POLSON - The state Department of Revenue has dropped its lawsuit against tribally owned Best Western KwaTaqNuk Resort in Polson for failure to collect from customers and pay to the state Montana's "bed tax."
A state government boycott of the resort as lodging for government employees on expense accounts apparently remains in effect as negotiations in the matter continue.
The original case was filed in Lake County District Court two years ago. District Judge C.B. McNeil found against the state, saying enterprises operated on the Flathead Reservation by the Confederated Salish and Kootenai Tribes were exempt from state taxation. McNeil agreed with tribal lawyers, who maintained that the state lacks jurisdiction and authority to impose an accommodation tax upon the tribes and its wholly owned corporation, S&K Development Corp.
S&K Development operates the resort on tribal land within the Flathead Reservation.
The state challenged McNeil's decision, but dropped the appeal earlier this month.
The circumstances are similar to a case decided by the Supreme Court in June that came from the Fort Peck Reservation called Flat Center Farms vs. Montana.
That case involved the state's Corporation License Tax, essentially a state tax on corporations in the state, similar to a city business license.
In 1996, the Department of Revenue assessed the tax against Flat Center Farms, a tribally chartered corporation. Flat Center appealed, and the state tax appeals board upheld the state assessment.
The corporation sued in state court and a district court judge ruled the state couldn't assess or collect the tax. The Revenue Department appealed to the Supreme Court, which ruled against the state tax agency in a June opinion.
The long-standing rule of law is that a state is without power to tax reservation lands and Indian income generated from on-reservation activities, absent the express authorization of Congress, the state Supreme Court said in the decision written by Justice Terry Trieweiller.
David Ohler, chief legal counsel for the Revenue Department, said the Supreme Court's Flat Center ruling played a role in his decision not to litigate the KwaTukNuk matter further.
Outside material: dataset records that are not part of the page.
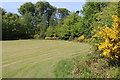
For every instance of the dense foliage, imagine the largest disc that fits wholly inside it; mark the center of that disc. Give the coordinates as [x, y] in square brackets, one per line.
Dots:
[42, 20]
[111, 36]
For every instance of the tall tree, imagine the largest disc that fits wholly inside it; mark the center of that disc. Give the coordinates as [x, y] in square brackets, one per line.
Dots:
[89, 11]
[10, 25]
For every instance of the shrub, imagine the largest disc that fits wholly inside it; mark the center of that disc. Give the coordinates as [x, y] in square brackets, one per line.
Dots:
[36, 36]
[51, 38]
[81, 38]
[110, 47]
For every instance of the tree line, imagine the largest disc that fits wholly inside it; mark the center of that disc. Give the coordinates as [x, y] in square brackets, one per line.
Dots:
[44, 20]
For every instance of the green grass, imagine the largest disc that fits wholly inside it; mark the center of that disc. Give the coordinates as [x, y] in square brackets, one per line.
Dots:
[87, 66]
[38, 58]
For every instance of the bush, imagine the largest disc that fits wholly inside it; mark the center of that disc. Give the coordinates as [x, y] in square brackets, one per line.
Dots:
[110, 47]
[36, 36]
[81, 38]
[51, 38]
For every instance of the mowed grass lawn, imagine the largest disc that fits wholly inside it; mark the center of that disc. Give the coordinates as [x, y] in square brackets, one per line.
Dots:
[37, 58]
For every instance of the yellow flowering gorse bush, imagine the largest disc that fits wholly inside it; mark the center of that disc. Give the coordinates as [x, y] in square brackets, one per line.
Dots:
[111, 36]
[81, 38]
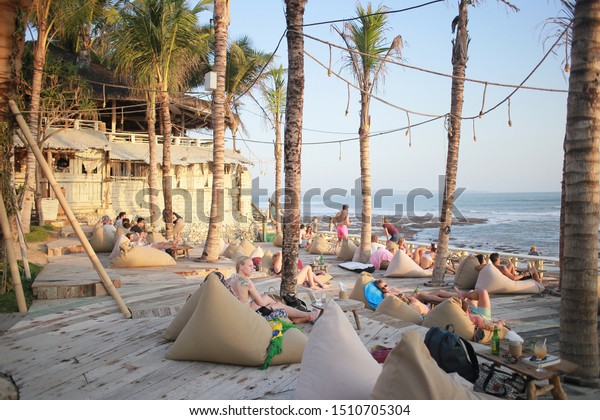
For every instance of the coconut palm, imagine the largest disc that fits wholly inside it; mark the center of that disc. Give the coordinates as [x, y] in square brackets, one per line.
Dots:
[161, 42]
[460, 47]
[579, 262]
[244, 66]
[293, 143]
[368, 48]
[221, 19]
[273, 92]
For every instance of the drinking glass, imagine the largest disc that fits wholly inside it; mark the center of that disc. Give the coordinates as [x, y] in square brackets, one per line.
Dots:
[540, 352]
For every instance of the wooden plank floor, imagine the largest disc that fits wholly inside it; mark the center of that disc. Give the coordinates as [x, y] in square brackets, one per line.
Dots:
[84, 348]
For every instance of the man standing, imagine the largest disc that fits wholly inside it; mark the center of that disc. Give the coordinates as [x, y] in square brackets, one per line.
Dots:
[341, 221]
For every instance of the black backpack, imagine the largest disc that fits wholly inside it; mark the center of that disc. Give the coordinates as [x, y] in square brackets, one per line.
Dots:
[452, 352]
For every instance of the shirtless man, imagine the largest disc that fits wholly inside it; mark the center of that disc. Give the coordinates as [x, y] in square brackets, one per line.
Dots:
[341, 221]
[510, 271]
"We also have been talking to the tribes trying to resolve this outside of litigation," he said. "We have had some productive discussions. We haven't reached agreement but we seem to be going in the right direction. That fact as well as the Farms decision convinced us to drop the appeal," he said.
In a press release from the St. Ignatius law firm of Decker & Desjarlais, which was involved in the litigation on behalf of S&K Development Corp., Fred Matt, chair of the Confederated Salish and Kootenai Tribes said the tribes' legal arguments were based on sound principals previously adopted by the state high court.
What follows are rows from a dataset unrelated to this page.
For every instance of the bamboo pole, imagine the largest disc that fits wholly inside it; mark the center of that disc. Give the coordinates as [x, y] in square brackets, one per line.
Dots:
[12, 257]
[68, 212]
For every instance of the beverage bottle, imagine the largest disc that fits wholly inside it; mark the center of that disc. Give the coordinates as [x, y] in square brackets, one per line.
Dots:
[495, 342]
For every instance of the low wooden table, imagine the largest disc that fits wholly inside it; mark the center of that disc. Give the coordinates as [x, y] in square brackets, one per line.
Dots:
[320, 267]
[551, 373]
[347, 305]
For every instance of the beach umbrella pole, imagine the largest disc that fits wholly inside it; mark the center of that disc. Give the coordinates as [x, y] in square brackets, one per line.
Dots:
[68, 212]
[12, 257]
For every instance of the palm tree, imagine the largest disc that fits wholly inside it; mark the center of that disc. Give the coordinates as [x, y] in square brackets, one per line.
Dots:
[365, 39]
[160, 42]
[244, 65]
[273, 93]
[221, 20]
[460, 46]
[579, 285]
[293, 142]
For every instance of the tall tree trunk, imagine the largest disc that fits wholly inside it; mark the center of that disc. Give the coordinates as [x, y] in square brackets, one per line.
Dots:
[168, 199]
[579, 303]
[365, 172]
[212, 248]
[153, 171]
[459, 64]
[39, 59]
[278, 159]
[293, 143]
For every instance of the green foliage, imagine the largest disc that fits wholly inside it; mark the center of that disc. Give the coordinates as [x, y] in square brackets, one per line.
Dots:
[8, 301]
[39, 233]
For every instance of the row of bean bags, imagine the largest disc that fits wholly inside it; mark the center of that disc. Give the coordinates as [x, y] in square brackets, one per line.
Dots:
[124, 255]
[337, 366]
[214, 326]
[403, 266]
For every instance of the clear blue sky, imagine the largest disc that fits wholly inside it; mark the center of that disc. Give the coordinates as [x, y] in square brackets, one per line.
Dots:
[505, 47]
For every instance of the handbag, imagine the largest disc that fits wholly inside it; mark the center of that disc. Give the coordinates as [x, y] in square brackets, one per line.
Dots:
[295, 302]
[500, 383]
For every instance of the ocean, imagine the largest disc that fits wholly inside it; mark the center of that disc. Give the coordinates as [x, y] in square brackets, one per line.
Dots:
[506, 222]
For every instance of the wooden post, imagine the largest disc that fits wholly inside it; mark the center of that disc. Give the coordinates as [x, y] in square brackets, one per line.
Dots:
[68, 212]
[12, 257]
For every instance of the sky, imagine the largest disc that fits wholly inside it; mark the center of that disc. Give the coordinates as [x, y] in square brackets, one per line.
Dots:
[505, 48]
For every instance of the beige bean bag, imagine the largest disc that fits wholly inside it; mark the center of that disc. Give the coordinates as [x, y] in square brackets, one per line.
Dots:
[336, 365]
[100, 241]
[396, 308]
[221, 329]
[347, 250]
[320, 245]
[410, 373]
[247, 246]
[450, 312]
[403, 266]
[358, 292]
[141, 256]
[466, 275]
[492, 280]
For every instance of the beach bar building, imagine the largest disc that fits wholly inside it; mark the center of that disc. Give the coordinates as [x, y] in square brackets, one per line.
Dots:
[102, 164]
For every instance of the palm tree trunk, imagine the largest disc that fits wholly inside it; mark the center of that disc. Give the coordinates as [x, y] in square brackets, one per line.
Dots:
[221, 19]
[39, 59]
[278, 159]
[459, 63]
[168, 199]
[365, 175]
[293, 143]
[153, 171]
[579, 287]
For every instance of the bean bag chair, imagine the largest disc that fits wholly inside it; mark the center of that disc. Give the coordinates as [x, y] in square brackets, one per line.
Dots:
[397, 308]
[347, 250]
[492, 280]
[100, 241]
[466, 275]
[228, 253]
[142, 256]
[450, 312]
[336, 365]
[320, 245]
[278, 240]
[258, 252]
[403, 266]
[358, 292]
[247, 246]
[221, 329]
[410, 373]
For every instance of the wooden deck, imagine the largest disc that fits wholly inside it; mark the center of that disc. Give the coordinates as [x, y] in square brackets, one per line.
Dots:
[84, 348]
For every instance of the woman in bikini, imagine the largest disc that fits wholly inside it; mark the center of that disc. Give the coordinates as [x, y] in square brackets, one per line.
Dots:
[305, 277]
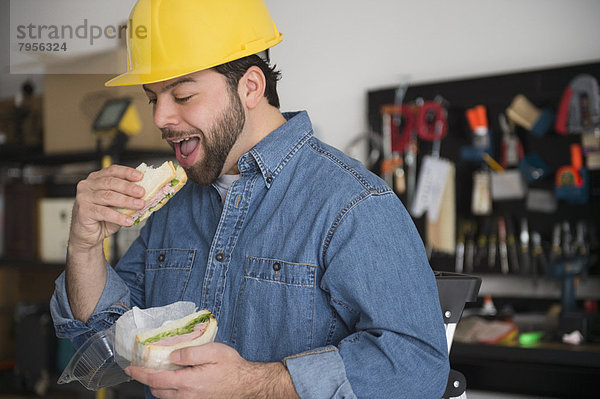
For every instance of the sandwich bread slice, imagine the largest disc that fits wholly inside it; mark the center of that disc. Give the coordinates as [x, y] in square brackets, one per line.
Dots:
[153, 348]
[160, 184]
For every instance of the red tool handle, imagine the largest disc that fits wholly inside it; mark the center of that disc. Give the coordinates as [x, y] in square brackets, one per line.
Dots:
[436, 129]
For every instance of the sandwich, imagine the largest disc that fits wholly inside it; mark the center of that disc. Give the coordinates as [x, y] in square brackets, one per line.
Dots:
[153, 348]
[160, 184]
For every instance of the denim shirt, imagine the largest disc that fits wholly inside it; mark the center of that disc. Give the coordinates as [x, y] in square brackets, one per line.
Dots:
[311, 259]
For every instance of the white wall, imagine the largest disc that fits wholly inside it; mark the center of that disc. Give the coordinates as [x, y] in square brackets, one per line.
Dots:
[334, 51]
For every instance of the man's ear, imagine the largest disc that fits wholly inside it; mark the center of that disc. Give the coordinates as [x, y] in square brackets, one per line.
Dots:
[252, 87]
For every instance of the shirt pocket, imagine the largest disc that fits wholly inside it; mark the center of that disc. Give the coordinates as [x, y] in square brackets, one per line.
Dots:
[167, 275]
[274, 312]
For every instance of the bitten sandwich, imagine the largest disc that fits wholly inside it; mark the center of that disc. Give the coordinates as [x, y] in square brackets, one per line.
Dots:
[160, 184]
[153, 348]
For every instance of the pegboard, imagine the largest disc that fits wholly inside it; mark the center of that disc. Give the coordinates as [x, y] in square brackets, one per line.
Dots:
[544, 88]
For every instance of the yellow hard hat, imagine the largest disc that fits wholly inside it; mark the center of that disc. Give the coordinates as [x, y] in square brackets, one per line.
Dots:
[171, 38]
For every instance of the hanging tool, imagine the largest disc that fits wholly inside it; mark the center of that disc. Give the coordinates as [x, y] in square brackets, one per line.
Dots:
[460, 248]
[522, 112]
[482, 242]
[579, 108]
[556, 252]
[512, 149]
[469, 245]
[492, 245]
[524, 239]
[568, 249]
[571, 182]
[481, 197]
[512, 245]
[410, 159]
[477, 117]
[539, 262]
[502, 245]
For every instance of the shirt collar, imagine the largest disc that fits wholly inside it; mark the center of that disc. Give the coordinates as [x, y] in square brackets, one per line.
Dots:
[275, 150]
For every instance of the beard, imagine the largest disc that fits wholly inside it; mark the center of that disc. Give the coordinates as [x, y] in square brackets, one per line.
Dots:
[216, 140]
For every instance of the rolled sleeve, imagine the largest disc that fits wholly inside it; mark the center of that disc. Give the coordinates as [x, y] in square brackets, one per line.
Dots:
[115, 301]
[381, 284]
[319, 374]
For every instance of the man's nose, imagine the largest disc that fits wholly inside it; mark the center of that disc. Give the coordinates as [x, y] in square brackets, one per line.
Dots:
[165, 114]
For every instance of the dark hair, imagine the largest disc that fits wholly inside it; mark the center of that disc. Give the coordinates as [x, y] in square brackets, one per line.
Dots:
[234, 70]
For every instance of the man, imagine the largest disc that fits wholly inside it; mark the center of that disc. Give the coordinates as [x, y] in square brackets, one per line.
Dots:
[310, 263]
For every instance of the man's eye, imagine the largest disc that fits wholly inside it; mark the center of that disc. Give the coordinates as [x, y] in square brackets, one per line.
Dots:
[182, 99]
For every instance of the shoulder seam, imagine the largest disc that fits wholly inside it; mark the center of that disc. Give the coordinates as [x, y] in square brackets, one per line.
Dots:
[360, 178]
[347, 208]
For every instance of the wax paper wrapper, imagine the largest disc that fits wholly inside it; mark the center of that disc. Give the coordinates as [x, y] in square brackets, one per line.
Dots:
[100, 361]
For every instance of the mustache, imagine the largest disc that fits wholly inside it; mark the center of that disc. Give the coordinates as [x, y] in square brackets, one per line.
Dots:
[171, 134]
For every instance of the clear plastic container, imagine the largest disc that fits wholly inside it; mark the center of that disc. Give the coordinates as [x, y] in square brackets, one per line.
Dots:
[95, 364]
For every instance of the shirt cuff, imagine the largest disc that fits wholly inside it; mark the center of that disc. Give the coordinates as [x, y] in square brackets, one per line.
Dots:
[319, 374]
[115, 301]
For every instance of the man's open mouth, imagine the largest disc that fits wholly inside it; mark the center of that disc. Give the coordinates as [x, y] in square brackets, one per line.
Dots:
[186, 149]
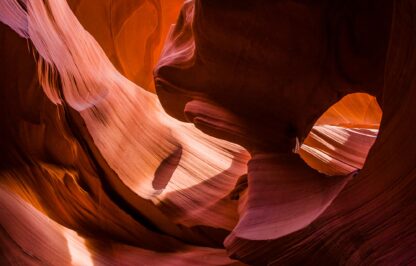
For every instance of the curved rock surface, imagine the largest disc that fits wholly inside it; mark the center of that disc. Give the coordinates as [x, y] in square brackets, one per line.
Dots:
[278, 166]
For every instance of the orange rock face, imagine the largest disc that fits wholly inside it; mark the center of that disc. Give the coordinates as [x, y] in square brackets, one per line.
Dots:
[281, 132]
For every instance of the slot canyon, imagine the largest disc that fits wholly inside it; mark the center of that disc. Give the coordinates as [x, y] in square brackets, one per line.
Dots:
[207, 132]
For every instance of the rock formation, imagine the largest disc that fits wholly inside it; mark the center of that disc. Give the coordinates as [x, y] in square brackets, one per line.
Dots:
[257, 147]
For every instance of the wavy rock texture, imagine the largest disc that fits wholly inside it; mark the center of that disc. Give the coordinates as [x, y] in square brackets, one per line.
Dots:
[96, 171]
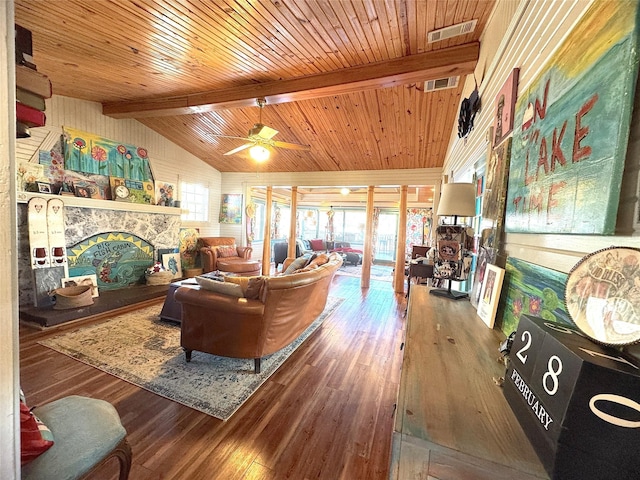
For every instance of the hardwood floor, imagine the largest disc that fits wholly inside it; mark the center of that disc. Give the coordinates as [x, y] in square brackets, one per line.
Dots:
[327, 413]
"I am pleased that the Department of Revenue chose to withdraw the appeal and avoid the cost of further litigation," Matt said.
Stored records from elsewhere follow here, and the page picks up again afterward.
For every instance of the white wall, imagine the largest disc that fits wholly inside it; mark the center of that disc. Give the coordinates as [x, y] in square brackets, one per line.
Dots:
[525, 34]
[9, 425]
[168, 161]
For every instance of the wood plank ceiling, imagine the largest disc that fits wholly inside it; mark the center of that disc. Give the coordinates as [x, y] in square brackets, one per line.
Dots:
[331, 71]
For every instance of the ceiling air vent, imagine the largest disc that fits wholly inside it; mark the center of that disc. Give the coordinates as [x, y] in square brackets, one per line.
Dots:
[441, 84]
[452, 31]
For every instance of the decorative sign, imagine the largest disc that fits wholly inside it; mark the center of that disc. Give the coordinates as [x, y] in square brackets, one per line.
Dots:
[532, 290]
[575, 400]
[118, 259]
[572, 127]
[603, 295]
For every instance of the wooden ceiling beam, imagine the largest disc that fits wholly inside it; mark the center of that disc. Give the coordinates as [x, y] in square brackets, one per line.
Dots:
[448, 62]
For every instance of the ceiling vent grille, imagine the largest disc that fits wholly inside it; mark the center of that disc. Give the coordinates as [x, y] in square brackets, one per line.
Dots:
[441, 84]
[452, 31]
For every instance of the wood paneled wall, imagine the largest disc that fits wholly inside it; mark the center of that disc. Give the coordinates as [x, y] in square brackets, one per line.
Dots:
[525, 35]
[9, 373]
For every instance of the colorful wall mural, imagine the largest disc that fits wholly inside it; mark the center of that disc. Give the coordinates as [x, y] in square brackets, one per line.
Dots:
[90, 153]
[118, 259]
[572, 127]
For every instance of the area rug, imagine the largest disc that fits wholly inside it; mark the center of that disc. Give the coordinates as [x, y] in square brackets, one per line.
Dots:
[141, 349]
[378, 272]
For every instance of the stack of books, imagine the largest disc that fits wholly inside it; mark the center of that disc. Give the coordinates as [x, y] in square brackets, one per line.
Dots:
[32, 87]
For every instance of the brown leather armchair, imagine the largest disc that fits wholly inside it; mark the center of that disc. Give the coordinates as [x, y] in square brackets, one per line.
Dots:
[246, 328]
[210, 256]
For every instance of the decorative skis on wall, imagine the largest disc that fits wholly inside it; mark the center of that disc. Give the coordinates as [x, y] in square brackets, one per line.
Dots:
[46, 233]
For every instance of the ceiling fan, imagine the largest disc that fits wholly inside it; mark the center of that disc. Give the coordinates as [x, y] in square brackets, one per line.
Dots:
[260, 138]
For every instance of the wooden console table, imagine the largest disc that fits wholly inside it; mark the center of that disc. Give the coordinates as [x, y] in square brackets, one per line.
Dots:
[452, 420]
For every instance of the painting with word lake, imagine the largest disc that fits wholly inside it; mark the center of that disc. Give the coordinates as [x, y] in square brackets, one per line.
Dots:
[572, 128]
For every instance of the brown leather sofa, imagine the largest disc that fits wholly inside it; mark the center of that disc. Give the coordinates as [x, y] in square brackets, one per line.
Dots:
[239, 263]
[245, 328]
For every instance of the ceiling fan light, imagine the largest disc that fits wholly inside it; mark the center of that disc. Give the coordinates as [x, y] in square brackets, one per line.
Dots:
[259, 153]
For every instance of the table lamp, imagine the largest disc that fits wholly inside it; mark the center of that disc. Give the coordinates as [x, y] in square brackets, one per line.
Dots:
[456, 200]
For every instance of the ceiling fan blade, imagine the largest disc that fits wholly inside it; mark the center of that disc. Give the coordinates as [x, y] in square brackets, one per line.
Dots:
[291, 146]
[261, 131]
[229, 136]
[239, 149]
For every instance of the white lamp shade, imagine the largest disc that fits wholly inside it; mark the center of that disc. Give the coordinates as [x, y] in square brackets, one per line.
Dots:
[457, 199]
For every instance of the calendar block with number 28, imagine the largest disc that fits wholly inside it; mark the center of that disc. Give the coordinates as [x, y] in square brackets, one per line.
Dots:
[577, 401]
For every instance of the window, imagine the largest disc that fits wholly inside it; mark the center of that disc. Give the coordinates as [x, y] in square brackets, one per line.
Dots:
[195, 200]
Meanwhile, a state boycott of the KwaTaqNuk for not paying the bed tax is still in effect, according to Department of Revenue officials. The boycott was announced in September, 2000 by a previous Department of Revenue director. The boycott advised all state employees to avoid staying at KwaTaqNuk or doing business there because KwaTaqNuk was in arrears on paying the accommodations tax.
Government employees traveling on business must pay the tax when they stay overnight on official business, just like any other motel or hotel guest.
Created in 1987 to help pay for state and local tourism programs, the 4 percent tax brings in more than $10 million a year.
As a "goodwill gesture to Montana taxpayers," the KwaTaqNuk Resort for several years has offered state employees a reduced government rate, despite the boycott.
Corky Sias, Best Western KwaTaqNuk board chairman, said he assumes the state "will now lift its state government boycott and we hope that in the future the Department of Revenue fully investigates and acquires the necessary authority to impose a tax prior to taking action in boycotting a business."
The KwaTaqNuk case was dismissed "with prejudice," meaning it can not be filed again. It was dismissed before legal briefs on the merits of the case were submitted by litigants.